According to the company, RadMD’s organization of more than 600 enables it to provide clients with imaging clinical trial experience – which it said is important with the increase in oncology trials and reliance on imaging services for efficacy evaluations.
“Independent expert readers such as those from RadMD represent a vital component to providing our clients with consistent and reliable data,” said Bob Mills, CCO, Biomedical Systems, commented in a press release.
Additionally, Mills explained the agreement enables Biomedical Systems and RadMD to collaborate further on clinical trials in addition to augmenting both companies’ imaging capabilities.
Rick Patt and Kohkan Shamsi, Cofounders and Principals of RadMD, explained the company will coordinate study-specific training and performance management.
The two also said the agreement establishes “a new level of comprehensive reader management by RadMD,” as it leverages its team of BRITI-certified (Blinded Reader and Investigator Training Institute) readers.
This knowledge, combined with Biomedical’s electronic case report forms (eCRFs), “will raise the bar on the quality of image interpretations in clinical trials,” Patt and Shamsi explained in the release.
Biomedical Systems did not respond to a request for comment.
Update:
Dr.
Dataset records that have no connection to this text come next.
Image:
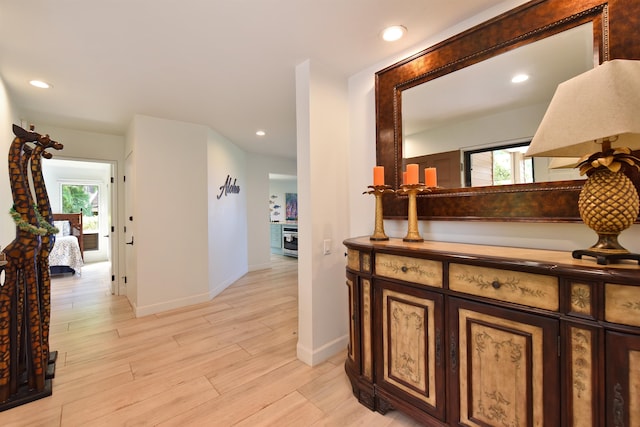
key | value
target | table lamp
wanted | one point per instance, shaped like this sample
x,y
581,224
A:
x,y
588,114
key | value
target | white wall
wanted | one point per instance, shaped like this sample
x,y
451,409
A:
x,y
7,118
82,145
171,221
323,138
257,172
227,215
362,147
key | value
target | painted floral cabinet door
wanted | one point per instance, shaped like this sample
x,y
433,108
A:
x,y
622,379
410,348
503,365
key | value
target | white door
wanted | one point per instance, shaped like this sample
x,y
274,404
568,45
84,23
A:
x,y
129,277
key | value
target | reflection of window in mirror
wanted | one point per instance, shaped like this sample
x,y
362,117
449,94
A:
x,y
500,165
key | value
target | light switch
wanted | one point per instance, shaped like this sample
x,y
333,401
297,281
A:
x,y
327,247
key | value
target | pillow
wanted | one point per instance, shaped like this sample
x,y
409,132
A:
x,y
64,228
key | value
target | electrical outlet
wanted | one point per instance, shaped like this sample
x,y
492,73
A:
x,y
326,247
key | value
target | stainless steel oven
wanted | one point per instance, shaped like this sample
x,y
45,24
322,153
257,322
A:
x,y
290,240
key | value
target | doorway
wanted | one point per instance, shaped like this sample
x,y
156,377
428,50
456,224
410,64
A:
x,y
93,182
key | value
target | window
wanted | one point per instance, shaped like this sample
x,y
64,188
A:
x,y
501,165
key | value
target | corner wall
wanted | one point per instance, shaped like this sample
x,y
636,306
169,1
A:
x,y
227,213
170,215
7,118
323,140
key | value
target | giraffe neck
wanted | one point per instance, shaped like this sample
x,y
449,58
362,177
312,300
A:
x,y
42,197
22,200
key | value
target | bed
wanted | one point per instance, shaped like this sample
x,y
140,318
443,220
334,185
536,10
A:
x,y
67,255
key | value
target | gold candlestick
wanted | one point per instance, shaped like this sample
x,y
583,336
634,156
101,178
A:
x,y
378,191
412,190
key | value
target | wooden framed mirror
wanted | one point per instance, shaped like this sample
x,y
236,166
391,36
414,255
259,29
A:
x,y
614,25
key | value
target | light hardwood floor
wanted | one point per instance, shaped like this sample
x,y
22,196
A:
x,y
228,362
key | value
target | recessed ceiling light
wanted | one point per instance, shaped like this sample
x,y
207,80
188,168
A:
x,y
40,84
393,33
519,78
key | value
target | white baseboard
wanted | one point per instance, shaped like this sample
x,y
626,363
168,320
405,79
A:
x,y
314,357
260,266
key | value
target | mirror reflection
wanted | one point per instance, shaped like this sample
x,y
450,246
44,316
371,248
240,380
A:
x,y
478,130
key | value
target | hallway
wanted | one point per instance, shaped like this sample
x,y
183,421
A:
x,y
230,361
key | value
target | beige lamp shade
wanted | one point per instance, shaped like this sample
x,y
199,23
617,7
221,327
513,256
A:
x,y
602,103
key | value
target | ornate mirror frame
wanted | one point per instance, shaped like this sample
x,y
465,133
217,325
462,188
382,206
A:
x,y
615,24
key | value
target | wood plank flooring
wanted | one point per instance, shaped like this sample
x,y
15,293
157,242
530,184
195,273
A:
x,y
228,362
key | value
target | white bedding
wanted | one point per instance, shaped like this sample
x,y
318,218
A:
x,y
66,251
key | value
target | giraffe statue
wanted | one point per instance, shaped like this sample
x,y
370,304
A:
x,y
48,240
21,276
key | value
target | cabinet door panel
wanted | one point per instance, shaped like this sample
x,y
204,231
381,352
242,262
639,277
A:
x,y
504,366
623,379
411,346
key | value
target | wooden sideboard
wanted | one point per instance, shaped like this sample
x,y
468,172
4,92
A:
x,y
473,335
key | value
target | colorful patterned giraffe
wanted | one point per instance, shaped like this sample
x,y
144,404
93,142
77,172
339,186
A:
x,y
21,273
46,216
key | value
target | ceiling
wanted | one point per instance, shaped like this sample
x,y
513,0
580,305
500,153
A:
x,y
229,65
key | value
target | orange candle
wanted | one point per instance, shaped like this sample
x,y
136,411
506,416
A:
x,y
412,173
430,177
378,175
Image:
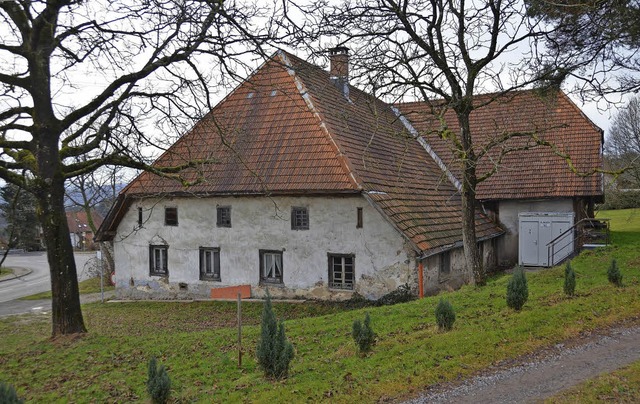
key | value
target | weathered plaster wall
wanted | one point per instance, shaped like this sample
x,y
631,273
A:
x,y
508,215
383,260
435,281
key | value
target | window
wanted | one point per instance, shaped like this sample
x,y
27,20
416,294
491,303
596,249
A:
x,y
445,263
158,260
209,264
270,266
299,218
223,216
341,271
170,216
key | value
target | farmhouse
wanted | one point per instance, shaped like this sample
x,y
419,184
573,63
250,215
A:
x,y
302,184
542,191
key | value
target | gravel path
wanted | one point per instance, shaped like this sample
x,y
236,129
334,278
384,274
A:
x,y
545,373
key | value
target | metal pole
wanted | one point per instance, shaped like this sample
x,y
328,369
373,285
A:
x,y
101,275
239,331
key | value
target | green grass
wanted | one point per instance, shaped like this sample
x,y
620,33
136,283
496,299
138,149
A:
x,y
621,386
197,341
91,285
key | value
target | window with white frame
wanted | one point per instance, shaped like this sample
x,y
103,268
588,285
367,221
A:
x,y
445,264
171,216
209,264
299,218
223,216
158,257
341,271
270,266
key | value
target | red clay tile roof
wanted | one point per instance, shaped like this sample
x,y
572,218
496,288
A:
x,y
290,130
534,173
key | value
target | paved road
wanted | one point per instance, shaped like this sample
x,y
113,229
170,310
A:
x,y
35,280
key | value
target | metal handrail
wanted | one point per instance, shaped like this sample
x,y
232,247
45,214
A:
x,y
551,252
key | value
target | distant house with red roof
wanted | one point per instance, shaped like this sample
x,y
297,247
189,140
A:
x,y
304,185
80,231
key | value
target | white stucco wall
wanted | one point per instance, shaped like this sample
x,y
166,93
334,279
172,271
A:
x,y
435,281
383,260
508,216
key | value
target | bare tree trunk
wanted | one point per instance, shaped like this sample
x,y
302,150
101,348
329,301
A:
x,y
469,184
66,312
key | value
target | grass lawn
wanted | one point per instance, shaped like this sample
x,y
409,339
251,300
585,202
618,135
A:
x,y
197,341
91,285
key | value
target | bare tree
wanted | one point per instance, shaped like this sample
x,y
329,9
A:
x,y
443,53
87,83
19,210
623,145
595,41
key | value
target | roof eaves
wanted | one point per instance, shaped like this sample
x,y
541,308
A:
x,y
306,96
425,145
457,244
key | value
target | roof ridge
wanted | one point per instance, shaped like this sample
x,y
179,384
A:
x,y
306,96
427,147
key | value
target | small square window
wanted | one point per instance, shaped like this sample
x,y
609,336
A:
x,y
209,264
341,271
171,216
299,218
158,257
270,266
223,214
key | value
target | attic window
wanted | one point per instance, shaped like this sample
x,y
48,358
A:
x,y
445,264
223,214
171,216
299,218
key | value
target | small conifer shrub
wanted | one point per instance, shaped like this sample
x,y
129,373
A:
x,y
517,289
158,384
613,273
274,351
363,334
445,315
8,394
569,280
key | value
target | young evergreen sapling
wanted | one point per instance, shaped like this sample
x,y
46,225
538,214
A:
x,y
445,315
363,334
613,273
517,289
8,394
274,351
569,280
158,383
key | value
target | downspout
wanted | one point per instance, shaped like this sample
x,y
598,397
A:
x,y
420,280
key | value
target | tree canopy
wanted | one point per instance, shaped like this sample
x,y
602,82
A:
x,y
89,83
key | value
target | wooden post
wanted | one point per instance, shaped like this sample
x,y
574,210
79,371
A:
x,y
239,330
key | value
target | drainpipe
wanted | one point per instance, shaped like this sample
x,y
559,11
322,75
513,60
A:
x,y
420,280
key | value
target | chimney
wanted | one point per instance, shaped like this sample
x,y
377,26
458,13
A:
x,y
339,68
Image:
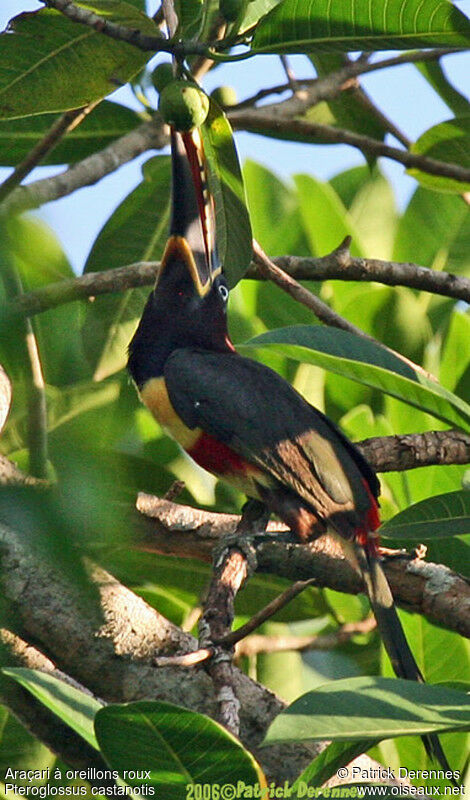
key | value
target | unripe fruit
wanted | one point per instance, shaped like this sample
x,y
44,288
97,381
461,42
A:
x,y
162,76
231,9
183,105
225,96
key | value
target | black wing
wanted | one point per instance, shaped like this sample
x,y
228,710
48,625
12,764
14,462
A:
x,y
260,416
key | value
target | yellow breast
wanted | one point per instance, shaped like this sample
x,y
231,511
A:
x,y
155,396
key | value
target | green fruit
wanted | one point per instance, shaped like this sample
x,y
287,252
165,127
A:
x,y
183,105
225,96
231,10
162,76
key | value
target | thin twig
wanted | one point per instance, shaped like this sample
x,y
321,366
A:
x,y
121,33
64,124
328,87
265,613
260,121
34,379
323,312
290,74
259,643
338,265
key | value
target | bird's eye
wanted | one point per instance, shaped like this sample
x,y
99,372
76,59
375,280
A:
x,y
223,291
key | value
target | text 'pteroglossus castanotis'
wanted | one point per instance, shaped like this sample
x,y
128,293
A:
x,y
243,422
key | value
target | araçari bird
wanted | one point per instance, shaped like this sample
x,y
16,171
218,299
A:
x,y
239,419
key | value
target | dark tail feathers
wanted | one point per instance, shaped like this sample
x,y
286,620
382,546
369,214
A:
x,y
393,636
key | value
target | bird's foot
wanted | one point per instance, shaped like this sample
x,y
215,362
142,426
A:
x,y
386,553
255,517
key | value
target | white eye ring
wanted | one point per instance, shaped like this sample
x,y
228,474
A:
x,y
223,291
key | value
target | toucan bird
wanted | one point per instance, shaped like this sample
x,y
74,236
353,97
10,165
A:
x,y
239,419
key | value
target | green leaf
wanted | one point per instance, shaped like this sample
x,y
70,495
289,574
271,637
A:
x,y
324,766
136,231
74,707
365,707
43,47
234,235
190,14
435,76
106,123
455,358
437,517
365,362
298,26
434,230
270,199
351,110
326,221
450,142
178,746
256,9
123,13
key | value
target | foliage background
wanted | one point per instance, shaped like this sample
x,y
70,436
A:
x,y
104,446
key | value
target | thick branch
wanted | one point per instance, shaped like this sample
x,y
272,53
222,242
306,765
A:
x,y
148,136
109,646
339,265
409,451
432,590
115,31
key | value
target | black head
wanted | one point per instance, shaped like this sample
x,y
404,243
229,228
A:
x,y
177,315
187,308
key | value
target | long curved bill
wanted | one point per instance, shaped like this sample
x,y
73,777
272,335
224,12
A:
x,y
192,229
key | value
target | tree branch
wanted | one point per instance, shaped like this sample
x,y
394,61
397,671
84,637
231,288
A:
x,y
115,31
261,121
330,86
109,646
148,136
321,310
338,265
431,590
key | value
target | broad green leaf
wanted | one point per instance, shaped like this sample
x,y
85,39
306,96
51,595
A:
x,y
437,517
226,183
122,13
74,707
455,359
444,659
107,122
254,11
365,362
374,215
326,221
324,766
19,749
434,231
449,142
44,46
136,231
190,14
178,746
436,77
270,199
31,248
365,707
299,26
351,110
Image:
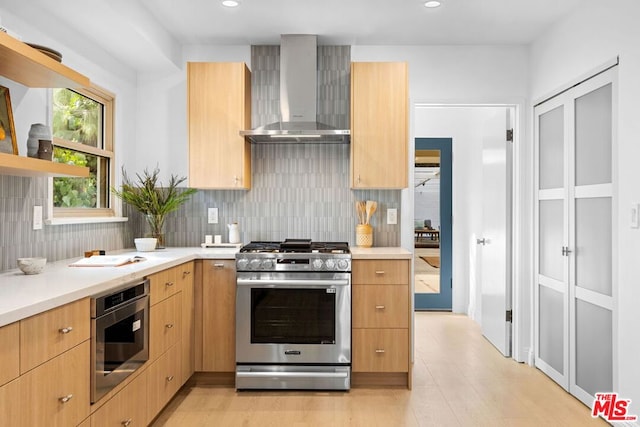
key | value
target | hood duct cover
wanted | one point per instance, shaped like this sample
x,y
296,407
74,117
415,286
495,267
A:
x,y
298,99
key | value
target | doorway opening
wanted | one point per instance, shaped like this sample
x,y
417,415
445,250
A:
x,y
432,223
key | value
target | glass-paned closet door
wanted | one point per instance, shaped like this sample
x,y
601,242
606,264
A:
x,y
552,350
591,275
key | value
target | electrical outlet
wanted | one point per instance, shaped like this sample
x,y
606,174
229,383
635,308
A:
x,y
37,217
392,216
212,215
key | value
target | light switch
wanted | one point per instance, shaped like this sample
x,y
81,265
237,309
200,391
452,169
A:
x,y
37,217
212,215
392,216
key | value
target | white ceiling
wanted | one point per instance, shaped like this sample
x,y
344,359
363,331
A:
x,y
149,34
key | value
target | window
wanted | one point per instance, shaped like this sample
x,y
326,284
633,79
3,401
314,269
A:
x,y
83,135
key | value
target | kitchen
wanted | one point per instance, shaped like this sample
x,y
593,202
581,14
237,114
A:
x,y
464,73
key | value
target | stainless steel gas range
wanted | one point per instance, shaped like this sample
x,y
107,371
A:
x,y
293,315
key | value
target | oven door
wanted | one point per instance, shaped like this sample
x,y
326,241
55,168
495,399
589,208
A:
x,y
120,345
293,318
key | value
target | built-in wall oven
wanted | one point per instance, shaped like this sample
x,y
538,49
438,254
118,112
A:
x,y
119,335
293,316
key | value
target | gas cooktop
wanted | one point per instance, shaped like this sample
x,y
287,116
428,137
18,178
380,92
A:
x,y
297,246
294,255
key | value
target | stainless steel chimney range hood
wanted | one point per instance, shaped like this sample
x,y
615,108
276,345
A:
x,y
298,99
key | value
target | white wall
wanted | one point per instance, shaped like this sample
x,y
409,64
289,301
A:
x,y
592,35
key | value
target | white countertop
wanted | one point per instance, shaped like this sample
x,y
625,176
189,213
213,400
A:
x,y
380,253
24,295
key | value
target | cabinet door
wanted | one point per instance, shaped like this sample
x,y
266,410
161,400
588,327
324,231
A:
x,y
379,125
219,107
380,306
127,408
9,352
163,380
575,293
48,334
56,393
219,319
10,404
380,350
164,284
187,336
165,319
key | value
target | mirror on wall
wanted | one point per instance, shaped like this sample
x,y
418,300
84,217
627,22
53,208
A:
x,y
427,221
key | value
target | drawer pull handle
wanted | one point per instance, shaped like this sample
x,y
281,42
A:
x,y
66,398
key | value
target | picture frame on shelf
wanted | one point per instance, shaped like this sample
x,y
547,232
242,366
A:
x,y
8,142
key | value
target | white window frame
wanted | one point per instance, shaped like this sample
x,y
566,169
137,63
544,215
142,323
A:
x,y
90,215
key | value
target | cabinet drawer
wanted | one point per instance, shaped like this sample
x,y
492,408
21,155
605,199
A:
x,y
164,284
57,392
380,350
184,274
380,272
165,320
9,352
47,335
380,306
10,404
164,380
128,407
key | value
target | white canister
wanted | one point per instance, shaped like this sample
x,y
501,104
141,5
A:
x,y
234,233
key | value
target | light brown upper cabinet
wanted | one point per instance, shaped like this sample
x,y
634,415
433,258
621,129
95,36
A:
x,y
379,125
219,106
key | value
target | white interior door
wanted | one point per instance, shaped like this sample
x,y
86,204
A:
x,y
494,243
575,292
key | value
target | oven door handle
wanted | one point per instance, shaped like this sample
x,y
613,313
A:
x,y
291,374
298,283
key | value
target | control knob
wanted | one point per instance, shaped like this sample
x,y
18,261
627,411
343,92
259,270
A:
x,y
242,263
343,264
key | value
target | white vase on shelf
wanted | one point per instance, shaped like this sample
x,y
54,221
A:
x,y
37,132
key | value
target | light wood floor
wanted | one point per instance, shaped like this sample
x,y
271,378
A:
x,y
459,380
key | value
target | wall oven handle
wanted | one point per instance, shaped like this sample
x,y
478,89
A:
x,y
292,374
296,283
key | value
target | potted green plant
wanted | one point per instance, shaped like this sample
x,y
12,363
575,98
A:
x,y
148,196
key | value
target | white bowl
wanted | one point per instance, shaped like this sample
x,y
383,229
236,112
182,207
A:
x,y
31,265
146,244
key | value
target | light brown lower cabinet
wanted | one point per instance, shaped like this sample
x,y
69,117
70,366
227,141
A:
x,y
164,380
217,317
127,408
10,404
56,393
9,352
380,350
Rick Patt, Co-founder and Principal of RadMD, told Outsourcing-Pharma.com the goal is to continue to collaborate on imaging opportunities as well as evaluate options to partner on educational, reader management, and marketing initiatives. The company has meetings scheduled to further explore these and other topics, Patt said.
"Using a small group of well-trained, disease experts, and actively managing performance variability ensures the data are interpreted consistently," he added. "Many trials fail or succeed based solely based on independent reader interpretation of the primary endpoint. FDA has flagged and questioned many trials due to both high inter- and intra- reader variability in readers’ interpretations."